A classic pitfall is double encoding: encoding an already-encoded value turns %20 into %2520. If a decoded value still contains %-sequences, it was probably encoded twice at some point in the pipeline.

Broken query strings break APIs

ContinuumNexus calls your endpoints exactly as configured — encoded query strings included — and alerts you when responses go wrong.

Frequently asked questions

What is the difference between encodeURI and encodeURIComponent?
encodeURI keeps URL-structural characters (/, ?, &, =) intact because it expects a full URL. encodeURIComponent escapes them too, because a parameter value must not break the surrounding query string. This tool behaves like encodeURIComponent.
Why does a space sometimes become + instead of %20?
The + convention comes from the older application/x-www-form-urlencoded format used by HTML forms.
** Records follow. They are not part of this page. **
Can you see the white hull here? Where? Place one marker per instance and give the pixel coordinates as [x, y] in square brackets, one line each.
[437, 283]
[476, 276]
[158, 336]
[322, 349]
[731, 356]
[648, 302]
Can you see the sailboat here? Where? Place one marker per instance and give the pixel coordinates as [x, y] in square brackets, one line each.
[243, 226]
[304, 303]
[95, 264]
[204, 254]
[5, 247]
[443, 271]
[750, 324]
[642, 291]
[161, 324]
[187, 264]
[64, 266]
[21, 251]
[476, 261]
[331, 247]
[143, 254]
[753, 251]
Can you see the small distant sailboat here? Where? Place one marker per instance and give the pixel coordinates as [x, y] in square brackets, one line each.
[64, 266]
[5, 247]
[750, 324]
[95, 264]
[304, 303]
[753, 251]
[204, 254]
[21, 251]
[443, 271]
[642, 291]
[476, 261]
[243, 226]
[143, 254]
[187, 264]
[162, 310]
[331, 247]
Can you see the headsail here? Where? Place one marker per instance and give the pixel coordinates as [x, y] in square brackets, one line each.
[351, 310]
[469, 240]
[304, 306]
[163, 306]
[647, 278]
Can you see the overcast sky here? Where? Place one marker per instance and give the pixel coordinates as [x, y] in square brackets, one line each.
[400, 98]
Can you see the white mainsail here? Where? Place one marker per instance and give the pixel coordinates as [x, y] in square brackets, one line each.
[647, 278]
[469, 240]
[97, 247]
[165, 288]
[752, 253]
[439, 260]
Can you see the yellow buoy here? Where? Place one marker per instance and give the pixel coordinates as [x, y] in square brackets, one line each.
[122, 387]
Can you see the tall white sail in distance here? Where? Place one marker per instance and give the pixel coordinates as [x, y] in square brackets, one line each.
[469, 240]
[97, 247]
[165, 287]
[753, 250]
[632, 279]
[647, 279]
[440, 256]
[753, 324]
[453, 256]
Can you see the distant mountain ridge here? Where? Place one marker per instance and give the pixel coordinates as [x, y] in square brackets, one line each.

In modern percent encoding a space is %20. When decoding, this tool accepts both and treats + as a space.
What is double encoding and why is it a problem?
Double encoding happens when an already-encoded value is encoded again: %20 becomes %2520. The receiving server then decodes only one layer and sees literal %20 in the data. Encode exactly once, at the last moment before building the URL.
Do I need to encode the whole URL or just the parameters?
Encode each dynamic value individually before inserting it into the URL. Encoding the entire assembled URL would also escape the structural characters (/, ?, &) and break it.